Research targeted users
Define end-to-end personas to represent your app - voice, avatar, issue handling (proactive, reactive)
Identify channels of user interactions (such as text or speech), handing off to existing solutions or creating a new solution for this app
End-to-end user journey
What do you expect this app to do and not do? What are the priorities of what it should do?
Don't train and publish with every single example utterance
Add 10 or 15 utterances before training and publishing. That allows you to see the impact on prediction accuracy. Adding a single utterance may not have a visible impact on the score.
Don't use LUIS as a training platform
LUIS is specific to a language model's domain. It isn't meant to work as a general natural language training platform.
Build your app iteratively with versions
Each authoring cycle should be contained within a new version, cloned from an existing version.
Don't publish too quickly
Publishing your app too quickly and without proper planning may lead to several issues such as:
Your app will not work in your actual scenario at an acceptable level of performance.

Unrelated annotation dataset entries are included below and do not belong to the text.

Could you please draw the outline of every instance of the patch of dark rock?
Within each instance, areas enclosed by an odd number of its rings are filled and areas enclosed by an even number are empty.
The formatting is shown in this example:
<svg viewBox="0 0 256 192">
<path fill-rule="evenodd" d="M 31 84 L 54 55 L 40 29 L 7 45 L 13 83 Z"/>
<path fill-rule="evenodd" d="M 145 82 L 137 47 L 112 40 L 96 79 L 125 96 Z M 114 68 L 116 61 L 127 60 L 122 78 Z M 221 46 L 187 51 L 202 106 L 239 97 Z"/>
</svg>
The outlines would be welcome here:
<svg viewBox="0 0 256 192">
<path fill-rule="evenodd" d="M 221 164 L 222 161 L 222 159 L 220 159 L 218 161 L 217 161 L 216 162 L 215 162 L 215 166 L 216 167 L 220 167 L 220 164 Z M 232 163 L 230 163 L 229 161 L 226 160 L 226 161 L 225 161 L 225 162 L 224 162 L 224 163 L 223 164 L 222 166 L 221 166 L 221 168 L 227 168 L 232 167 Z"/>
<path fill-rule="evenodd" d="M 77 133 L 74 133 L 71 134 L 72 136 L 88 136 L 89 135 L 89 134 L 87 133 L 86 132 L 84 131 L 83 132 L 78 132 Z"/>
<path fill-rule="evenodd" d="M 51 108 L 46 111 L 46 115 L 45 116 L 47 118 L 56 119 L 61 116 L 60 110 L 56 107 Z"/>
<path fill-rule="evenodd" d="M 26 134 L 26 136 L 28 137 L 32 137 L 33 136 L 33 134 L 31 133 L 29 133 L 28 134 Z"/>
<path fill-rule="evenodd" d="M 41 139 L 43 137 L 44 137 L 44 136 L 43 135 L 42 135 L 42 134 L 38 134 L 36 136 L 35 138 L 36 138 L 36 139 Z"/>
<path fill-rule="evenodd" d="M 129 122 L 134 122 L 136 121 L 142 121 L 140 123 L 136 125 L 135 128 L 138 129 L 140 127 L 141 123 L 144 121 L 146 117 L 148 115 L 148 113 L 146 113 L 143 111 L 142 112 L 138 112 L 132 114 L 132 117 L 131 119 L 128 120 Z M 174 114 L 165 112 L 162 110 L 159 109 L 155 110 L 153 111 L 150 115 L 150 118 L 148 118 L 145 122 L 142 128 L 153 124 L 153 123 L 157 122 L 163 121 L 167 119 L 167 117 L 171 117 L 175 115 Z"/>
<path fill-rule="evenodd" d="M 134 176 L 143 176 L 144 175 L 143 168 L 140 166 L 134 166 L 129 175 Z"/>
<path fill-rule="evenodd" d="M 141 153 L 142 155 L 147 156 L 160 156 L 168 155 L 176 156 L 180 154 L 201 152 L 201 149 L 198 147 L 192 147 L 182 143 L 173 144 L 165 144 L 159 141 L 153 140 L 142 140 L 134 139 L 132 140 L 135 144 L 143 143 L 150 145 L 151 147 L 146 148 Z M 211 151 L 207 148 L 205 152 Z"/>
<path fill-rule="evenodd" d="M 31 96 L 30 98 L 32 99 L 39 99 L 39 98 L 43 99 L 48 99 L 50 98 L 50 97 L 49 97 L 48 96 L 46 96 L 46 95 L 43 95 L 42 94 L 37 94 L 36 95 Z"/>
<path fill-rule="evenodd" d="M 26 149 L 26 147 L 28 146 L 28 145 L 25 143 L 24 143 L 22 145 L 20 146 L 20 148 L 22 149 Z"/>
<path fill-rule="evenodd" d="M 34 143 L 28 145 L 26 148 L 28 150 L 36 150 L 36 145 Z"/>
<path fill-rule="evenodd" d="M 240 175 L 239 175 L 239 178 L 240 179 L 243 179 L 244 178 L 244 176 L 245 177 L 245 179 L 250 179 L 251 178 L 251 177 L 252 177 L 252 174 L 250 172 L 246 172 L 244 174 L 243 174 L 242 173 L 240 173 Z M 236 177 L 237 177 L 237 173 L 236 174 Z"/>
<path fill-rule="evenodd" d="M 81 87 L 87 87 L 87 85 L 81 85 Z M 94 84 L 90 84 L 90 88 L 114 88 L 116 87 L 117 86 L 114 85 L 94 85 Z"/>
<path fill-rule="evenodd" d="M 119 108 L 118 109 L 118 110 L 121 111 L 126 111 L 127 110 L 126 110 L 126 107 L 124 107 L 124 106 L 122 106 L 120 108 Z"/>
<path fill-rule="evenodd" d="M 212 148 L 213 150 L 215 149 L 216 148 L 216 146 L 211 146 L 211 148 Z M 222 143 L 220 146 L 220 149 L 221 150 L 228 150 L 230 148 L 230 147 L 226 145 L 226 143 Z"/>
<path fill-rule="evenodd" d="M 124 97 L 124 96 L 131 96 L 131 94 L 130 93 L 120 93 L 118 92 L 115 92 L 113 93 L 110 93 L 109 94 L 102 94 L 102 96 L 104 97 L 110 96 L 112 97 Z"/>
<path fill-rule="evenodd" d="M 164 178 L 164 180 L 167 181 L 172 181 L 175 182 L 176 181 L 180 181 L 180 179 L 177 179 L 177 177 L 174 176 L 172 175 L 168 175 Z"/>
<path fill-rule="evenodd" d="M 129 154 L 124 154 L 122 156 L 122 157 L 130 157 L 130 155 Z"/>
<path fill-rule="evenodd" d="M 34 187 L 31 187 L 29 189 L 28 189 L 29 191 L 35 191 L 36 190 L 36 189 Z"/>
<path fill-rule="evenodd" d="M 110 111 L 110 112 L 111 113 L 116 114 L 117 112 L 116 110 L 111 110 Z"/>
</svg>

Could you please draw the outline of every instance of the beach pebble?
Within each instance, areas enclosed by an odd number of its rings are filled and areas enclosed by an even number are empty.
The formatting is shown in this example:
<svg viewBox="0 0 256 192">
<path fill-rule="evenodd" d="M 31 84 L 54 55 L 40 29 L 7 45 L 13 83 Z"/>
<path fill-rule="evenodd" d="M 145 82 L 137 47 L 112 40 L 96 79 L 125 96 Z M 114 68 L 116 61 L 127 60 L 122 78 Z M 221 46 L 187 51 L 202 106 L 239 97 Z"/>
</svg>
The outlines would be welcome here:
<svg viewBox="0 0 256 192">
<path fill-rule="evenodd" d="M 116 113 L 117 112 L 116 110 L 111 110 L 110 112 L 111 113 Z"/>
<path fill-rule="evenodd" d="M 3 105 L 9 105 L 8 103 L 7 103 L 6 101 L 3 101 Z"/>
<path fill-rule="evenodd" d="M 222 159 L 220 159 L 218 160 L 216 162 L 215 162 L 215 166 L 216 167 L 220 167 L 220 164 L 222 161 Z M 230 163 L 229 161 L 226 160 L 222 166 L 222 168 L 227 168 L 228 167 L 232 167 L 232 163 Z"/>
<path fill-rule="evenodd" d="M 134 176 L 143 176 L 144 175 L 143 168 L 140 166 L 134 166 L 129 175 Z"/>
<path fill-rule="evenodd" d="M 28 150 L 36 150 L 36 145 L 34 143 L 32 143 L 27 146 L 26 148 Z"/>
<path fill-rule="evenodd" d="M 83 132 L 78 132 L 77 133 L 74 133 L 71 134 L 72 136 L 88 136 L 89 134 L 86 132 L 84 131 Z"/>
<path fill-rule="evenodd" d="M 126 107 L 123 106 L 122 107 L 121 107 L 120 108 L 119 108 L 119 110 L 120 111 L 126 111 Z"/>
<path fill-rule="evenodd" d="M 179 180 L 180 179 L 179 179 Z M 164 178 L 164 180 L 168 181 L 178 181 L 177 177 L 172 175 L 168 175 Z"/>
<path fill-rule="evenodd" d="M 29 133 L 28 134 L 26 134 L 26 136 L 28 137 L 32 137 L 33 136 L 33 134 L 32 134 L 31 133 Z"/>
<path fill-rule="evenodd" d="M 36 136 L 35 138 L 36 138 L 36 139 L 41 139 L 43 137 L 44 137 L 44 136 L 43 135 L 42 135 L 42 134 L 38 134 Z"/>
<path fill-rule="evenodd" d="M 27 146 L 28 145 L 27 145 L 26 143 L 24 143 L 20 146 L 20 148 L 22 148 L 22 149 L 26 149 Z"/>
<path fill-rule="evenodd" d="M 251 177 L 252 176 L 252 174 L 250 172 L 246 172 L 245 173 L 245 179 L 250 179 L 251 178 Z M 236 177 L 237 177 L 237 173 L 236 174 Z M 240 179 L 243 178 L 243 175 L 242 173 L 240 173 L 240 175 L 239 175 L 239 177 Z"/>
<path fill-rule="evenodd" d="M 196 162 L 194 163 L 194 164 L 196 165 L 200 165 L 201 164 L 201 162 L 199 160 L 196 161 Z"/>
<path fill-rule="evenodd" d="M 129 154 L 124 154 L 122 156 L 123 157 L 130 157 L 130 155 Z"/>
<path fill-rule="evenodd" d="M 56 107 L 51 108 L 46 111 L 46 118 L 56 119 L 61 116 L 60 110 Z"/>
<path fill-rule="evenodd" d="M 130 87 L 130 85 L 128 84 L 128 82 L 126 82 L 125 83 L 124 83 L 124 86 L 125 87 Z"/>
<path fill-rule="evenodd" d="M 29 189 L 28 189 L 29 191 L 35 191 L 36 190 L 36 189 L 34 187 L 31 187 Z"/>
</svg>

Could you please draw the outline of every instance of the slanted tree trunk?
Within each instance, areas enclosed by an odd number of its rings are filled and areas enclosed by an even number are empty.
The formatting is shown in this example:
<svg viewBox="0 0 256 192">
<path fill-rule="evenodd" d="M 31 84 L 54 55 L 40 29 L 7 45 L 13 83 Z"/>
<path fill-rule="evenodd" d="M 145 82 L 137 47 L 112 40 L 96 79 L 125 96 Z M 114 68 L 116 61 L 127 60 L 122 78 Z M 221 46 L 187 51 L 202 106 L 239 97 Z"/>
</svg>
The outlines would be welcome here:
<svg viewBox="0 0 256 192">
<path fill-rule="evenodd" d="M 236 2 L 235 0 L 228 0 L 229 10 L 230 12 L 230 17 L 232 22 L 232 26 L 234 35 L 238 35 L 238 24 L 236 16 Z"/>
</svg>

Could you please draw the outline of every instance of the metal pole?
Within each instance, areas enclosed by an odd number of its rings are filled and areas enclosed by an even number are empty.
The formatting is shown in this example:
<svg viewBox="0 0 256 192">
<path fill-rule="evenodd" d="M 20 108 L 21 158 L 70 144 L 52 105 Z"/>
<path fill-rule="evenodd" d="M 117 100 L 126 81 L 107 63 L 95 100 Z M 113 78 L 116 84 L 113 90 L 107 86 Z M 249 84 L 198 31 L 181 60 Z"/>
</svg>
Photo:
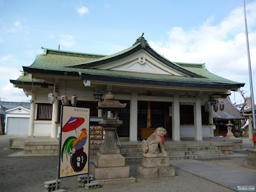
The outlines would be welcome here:
<svg viewBox="0 0 256 192">
<path fill-rule="evenodd" d="M 245 9 L 245 1 L 244 1 L 244 24 L 245 24 L 245 33 L 246 36 L 246 45 L 247 45 L 247 54 L 248 54 L 248 68 L 249 68 L 249 76 L 250 76 L 250 86 L 251 88 L 251 100 L 252 100 L 252 125 L 253 129 L 255 129 L 255 110 L 254 108 L 254 97 L 253 97 L 253 88 L 252 84 L 252 67 L 251 67 L 251 60 L 250 58 L 250 48 L 249 48 L 249 40 L 248 36 L 247 30 L 247 22 L 246 22 L 246 11 Z M 253 140 L 252 140 L 252 148 L 253 148 Z"/>
</svg>

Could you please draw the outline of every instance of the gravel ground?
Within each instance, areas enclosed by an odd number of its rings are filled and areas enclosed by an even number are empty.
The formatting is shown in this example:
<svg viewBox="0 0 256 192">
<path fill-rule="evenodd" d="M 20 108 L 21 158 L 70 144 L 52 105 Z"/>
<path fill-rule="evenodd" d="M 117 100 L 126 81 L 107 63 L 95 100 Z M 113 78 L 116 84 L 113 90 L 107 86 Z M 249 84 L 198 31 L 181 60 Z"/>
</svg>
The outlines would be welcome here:
<svg viewBox="0 0 256 192">
<path fill-rule="evenodd" d="M 44 182 L 56 177 L 58 157 L 8 157 L 17 150 L 8 148 L 10 137 L 0 136 L 0 191 L 43 191 Z M 237 163 L 241 171 L 249 172 L 243 166 L 244 157 L 210 160 L 207 162 L 226 166 Z M 130 175 L 136 178 L 136 182 L 127 184 L 106 184 L 90 191 L 234 191 L 233 190 L 176 168 L 176 176 L 161 179 L 145 179 L 136 175 L 138 164 L 128 164 Z M 236 165 L 236 166 L 235 166 Z M 248 170 L 247 170 L 248 169 Z M 251 171 L 256 174 L 256 170 Z M 67 191 L 87 191 L 77 187 L 77 177 L 61 179 L 61 188 Z"/>
</svg>

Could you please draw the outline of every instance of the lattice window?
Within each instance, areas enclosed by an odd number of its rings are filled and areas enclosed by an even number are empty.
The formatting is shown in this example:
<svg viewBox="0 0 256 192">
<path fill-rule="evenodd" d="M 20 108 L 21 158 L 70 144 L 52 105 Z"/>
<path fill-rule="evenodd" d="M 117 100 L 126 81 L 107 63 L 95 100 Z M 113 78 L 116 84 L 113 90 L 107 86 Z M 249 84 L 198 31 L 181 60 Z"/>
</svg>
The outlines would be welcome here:
<svg viewBox="0 0 256 192">
<path fill-rule="evenodd" d="M 52 106 L 49 104 L 38 104 L 36 120 L 51 120 L 52 119 Z"/>
</svg>

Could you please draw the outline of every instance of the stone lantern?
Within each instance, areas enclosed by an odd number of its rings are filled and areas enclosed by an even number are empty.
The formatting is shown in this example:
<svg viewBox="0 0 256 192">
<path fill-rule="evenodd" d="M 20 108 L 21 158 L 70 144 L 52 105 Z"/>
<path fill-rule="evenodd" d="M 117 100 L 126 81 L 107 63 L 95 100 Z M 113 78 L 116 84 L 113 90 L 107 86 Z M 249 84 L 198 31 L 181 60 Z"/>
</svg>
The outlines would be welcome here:
<svg viewBox="0 0 256 192">
<path fill-rule="evenodd" d="M 227 124 L 226 125 L 228 126 L 228 133 L 227 134 L 227 137 L 228 137 L 228 138 L 234 138 L 235 137 L 234 136 L 234 134 L 231 131 L 233 129 L 232 126 L 233 126 L 234 125 L 231 124 L 230 121 L 228 121 L 228 124 Z"/>
<path fill-rule="evenodd" d="M 104 127 L 106 131 L 106 139 L 100 148 L 100 153 L 102 154 L 120 154 L 114 137 L 117 127 L 123 124 L 123 121 L 118 119 L 118 111 L 125 108 L 127 104 L 122 104 L 114 99 L 114 95 L 109 92 L 106 95 L 103 102 L 98 103 L 98 109 L 103 111 L 103 120 L 99 122 L 99 125 Z"/>
<path fill-rule="evenodd" d="M 129 177 L 129 167 L 125 166 L 125 159 L 120 154 L 115 143 L 115 135 L 117 127 L 123 124 L 118 118 L 118 111 L 126 107 L 115 100 L 115 96 L 109 93 L 103 102 L 98 103 L 98 109 L 103 111 L 103 120 L 99 124 L 104 127 L 105 141 L 99 152 L 94 156 L 94 163 L 91 164 L 91 171 L 96 180 L 108 182 L 122 179 L 122 182 L 135 182 L 134 177 Z"/>
</svg>

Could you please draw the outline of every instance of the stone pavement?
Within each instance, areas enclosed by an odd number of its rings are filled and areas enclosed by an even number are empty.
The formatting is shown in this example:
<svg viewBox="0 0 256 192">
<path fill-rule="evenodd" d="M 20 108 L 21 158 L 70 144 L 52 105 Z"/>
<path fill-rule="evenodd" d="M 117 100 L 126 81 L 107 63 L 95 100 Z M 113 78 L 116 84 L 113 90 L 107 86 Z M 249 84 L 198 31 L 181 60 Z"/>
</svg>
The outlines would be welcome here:
<svg viewBox="0 0 256 192">
<path fill-rule="evenodd" d="M 19 151 L 8 148 L 6 136 L 0 136 L 0 191 L 43 191 L 44 182 L 56 179 L 56 156 L 19 156 Z M 250 143 L 250 142 L 249 142 Z M 250 143 L 248 143 L 248 148 Z M 15 154 L 16 154 L 16 155 Z M 134 184 L 106 184 L 91 191 L 234 191 L 238 185 L 256 186 L 256 169 L 244 166 L 244 155 L 224 159 L 170 161 L 176 176 L 142 179 L 137 175 L 140 163 L 127 164 Z M 78 188 L 77 177 L 61 179 L 67 191 L 88 191 Z"/>
<path fill-rule="evenodd" d="M 256 187 L 256 175 L 230 168 L 193 159 L 172 161 L 171 164 L 234 190 L 237 186 Z"/>
</svg>

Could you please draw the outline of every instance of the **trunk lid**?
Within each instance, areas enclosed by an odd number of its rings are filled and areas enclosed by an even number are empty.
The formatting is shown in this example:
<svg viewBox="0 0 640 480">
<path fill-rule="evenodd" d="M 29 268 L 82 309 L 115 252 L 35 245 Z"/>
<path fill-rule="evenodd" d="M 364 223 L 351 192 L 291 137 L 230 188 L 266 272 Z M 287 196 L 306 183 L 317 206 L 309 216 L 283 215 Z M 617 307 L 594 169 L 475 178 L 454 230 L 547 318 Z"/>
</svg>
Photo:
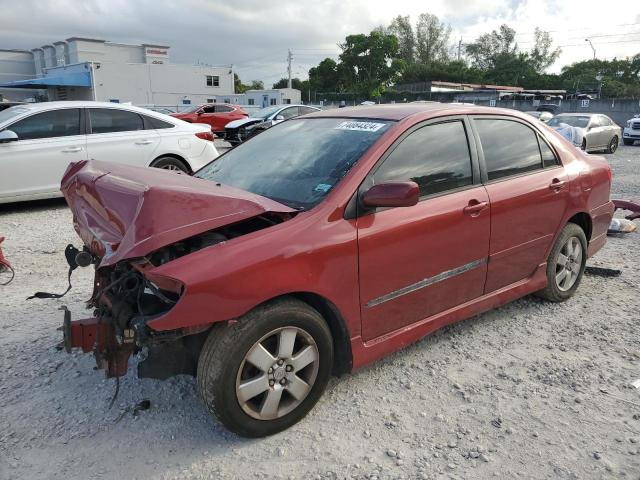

The schema (intents and entities) might not be appropriate, and if you have developed client app logic following the schema, you may need to redo it. This might cause unexpected delays and extra costs to the project you are working on.
Utterances you add to the model might cause biases towards example utterances that are hard to debug and identify. It will also make removing ambiguity difficult after you have committed to a certain schema.
Do monitor the performance of your app
Monitor the prediction accuracy using a batch test set.
Keep a separate set of utterances that aren't used as example utterances or endpoint utterances. Keep improving the app for your test set. Adapt the test set to reflect real user utterances. Use this test set to evaluate each iteration or version of the app.
Don't create phrase lists with all possible values
Provide a few examples in the phrase lists but not every word or phrase. LUIS generalizes and takes context into account.
The Azure AI conversational language understanding service (CLU) enables you to train an Azure AI Language model that apps can use to extract meaning from natural language.